Jeśli czegoś w życiu żałuję, to właśnie tego, że nigdy nie byłam słuchaczką seminariów prof. Janion. Dwa razy miałam okazję słyszeć jej referaty na konferencjach naukowych, miałam szczęście być uczennicą jej uczniów i współpracowników, studiując podyplomowo w Instytucie Badań Literackich, ale niestety nigdy nie przeżyłam horroru intelektualnego (kiedy się czegoś nie wie, nie przeczytało, albo nie pojmuje) i zarazem skrajnej przyjemności intelektualnej (kiedy jakaś myśl odkrywa nam nagle oczy), z jaką kojarzą mi się jej zajęcia w IBL.  Pamiętam, że kiedy chciałam wrócić na Uniwersytet, po tym, jak go porzuciłam dla biznesu 10 lat wcześniej, bardzo pragnęłam dostać się do środowiska PAN. Niestety było za późno. Miałam już 40 lat, byłam spoza środowiska akademickiego, bez promotora, sama wyważałam wszystkie drzwi… Pamiętam, jak na egzaminie wstępnym Agnieszka Graff była na tak, a prof. Stefan Amsterdamski na nie. I w ten oto sposób nie udało mi się dostać do Szkoły Nauk Społecznych na studia. Po dzień dzisiejszy brakuje mi tego sposobu myślenia, tych tematów. Sztuki (myślenia) dla sztuki (myślenia). Zajmowania się heurystyką (której zasady są tu świetnie opisane) i interpretacją.
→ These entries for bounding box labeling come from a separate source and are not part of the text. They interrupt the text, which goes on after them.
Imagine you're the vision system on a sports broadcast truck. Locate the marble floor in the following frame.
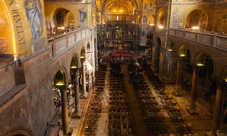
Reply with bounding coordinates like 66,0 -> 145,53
69,65 -> 227,136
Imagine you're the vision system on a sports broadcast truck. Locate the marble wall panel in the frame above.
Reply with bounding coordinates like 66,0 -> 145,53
198,34 -> 213,45
184,32 -> 197,41
176,31 -> 184,38
217,37 -> 227,49
56,37 -> 66,54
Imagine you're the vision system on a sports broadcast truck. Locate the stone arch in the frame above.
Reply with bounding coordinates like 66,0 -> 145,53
166,41 -> 175,51
4,126 -> 34,136
195,52 -> 214,80
157,9 -> 165,28
185,9 -> 208,30
51,8 -> 74,34
178,44 -> 193,73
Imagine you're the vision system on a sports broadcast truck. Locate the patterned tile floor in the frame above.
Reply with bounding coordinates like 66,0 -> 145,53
66,62 -> 227,136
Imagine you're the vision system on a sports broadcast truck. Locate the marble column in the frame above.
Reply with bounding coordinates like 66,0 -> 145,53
60,89 -> 69,135
212,79 -> 226,134
188,66 -> 200,115
81,60 -> 87,99
174,60 -> 182,96
73,70 -> 81,118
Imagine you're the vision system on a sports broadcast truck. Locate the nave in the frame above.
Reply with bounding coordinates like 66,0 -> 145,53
78,63 -> 226,136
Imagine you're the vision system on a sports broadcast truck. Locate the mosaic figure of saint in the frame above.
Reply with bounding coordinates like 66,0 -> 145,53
24,0 -> 43,40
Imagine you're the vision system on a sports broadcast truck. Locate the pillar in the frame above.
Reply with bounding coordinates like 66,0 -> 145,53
174,60 -> 182,96
212,79 -> 225,134
188,66 -> 199,115
81,60 -> 87,99
73,70 -> 81,118
60,89 -> 69,135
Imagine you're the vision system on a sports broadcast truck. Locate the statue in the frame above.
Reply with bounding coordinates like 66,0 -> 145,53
78,8 -> 87,23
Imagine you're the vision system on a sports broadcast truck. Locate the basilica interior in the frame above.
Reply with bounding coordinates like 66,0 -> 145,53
0,0 -> 227,136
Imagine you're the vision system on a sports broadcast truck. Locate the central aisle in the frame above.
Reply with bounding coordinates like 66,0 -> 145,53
121,65 -> 148,136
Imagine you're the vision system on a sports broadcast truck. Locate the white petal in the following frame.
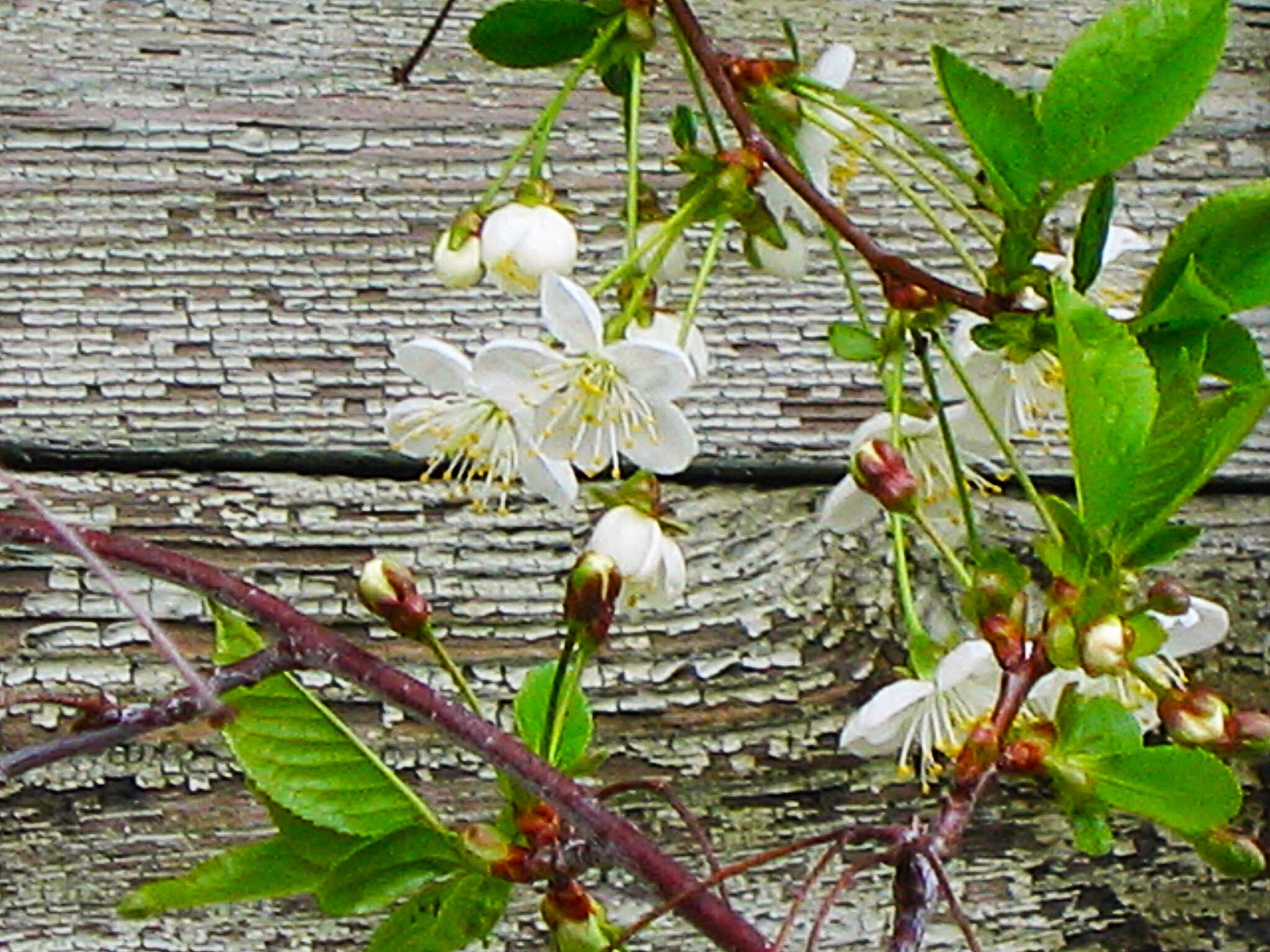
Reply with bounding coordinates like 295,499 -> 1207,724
385,397 -> 440,458
480,202 -> 533,267
541,274 -> 605,353
394,338 -> 473,394
838,679 -> 935,757
602,340 -> 695,400
820,475 -> 881,532
935,638 -> 1001,690
521,444 -> 578,509
626,314 -> 710,381
1152,596 -> 1231,658
809,43 -> 856,89
515,205 -> 578,275
618,400 -> 697,475
473,339 -> 562,414
587,505 -> 662,579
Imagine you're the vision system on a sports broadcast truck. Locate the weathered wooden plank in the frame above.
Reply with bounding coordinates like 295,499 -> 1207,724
0,474 -> 1270,952
0,0 -> 1268,472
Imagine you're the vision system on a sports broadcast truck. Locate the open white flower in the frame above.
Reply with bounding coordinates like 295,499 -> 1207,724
940,315 -> 1067,438
388,338 -> 578,510
626,317 -> 710,382
476,274 -> 697,476
820,403 -> 992,538
480,202 -> 578,294
838,638 -> 1001,790
587,505 -> 687,607
1028,596 -> 1231,731
760,43 -> 856,231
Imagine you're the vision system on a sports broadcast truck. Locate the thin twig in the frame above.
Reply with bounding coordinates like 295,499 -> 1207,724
665,0 -> 1010,317
0,513 -> 767,952
596,779 -> 730,904
393,0 -> 457,86
0,469 -> 224,715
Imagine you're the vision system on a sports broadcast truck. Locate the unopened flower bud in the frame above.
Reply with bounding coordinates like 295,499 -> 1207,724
1147,579 -> 1190,614
357,556 -> 432,638
997,723 -> 1058,774
432,229 -> 485,288
1191,829 -> 1266,878
1222,711 -> 1270,758
564,552 -> 623,654
540,879 -> 615,952
1081,615 -> 1133,677
851,439 -> 917,513
1160,688 -> 1231,746
979,614 -> 1024,671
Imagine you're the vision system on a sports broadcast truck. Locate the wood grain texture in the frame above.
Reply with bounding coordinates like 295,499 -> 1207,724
0,474 -> 1270,952
0,0 -> 1270,475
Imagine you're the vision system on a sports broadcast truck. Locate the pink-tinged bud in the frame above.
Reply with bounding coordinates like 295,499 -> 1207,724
997,723 -> 1058,775
1147,579 -> 1190,614
851,439 -> 917,513
357,557 -> 432,638
1160,688 -> 1231,746
1191,829 -> 1266,879
1049,576 -> 1081,608
540,878 -> 615,952
564,552 -> 623,654
979,614 -> 1024,671
1219,711 -> 1270,758
1081,615 -> 1133,677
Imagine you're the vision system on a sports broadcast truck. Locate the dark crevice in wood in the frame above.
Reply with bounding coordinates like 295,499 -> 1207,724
0,439 -> 1270,495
O tym, co czysta humanistyka wnosi do życia społecznego mówi w tym wywiadzie prof. Janion wiele, zawsze bez egzaltacji. O sobie mówi, że zawsze interesowała ją problematyka zła i obroną innych, obcych, zbuntowanych, odszczepieńców, prześladowanych. W tej chwili kojarzy się przede wszystkim z wprowadzeniem na uniwersytety Gender Studies, choć w rzeczywistości zrobiła to nie ona, lecz jej uczennice i uczniowie. Miała bowiem bardzo inspirujące , otwierające działanie na innych. I. jak sama wprost mówi, nigdy nie znosiła epigonów i tych, którzy prawią banały.

Poza tym dowiemy się z tych wspomnień o tym, jak po tłumaczenie Ulissesa stało się w kilkudziesięciometrowej kolejce na Foksal, o technice zbierania nocnych okruchów życia przez jej przyjaciela Mirona Białoszewskiego, oraz o jej fascynacji kinem Wernera Herzoga – przeciekawe! - sztuką Diane Arbuse oraz także odniesienia do drobnomieszczańskiego oburzenia w wykonaniu dzisiejszych pseudopatriotów. Mamy kilka pozytywnych słow o Księgach Jakubowych Olgi Tokarczuk- o riserczu, do którego Tokarczuk naprawdę się przyłożyła, docierając aż do rodziny Mickiewicza.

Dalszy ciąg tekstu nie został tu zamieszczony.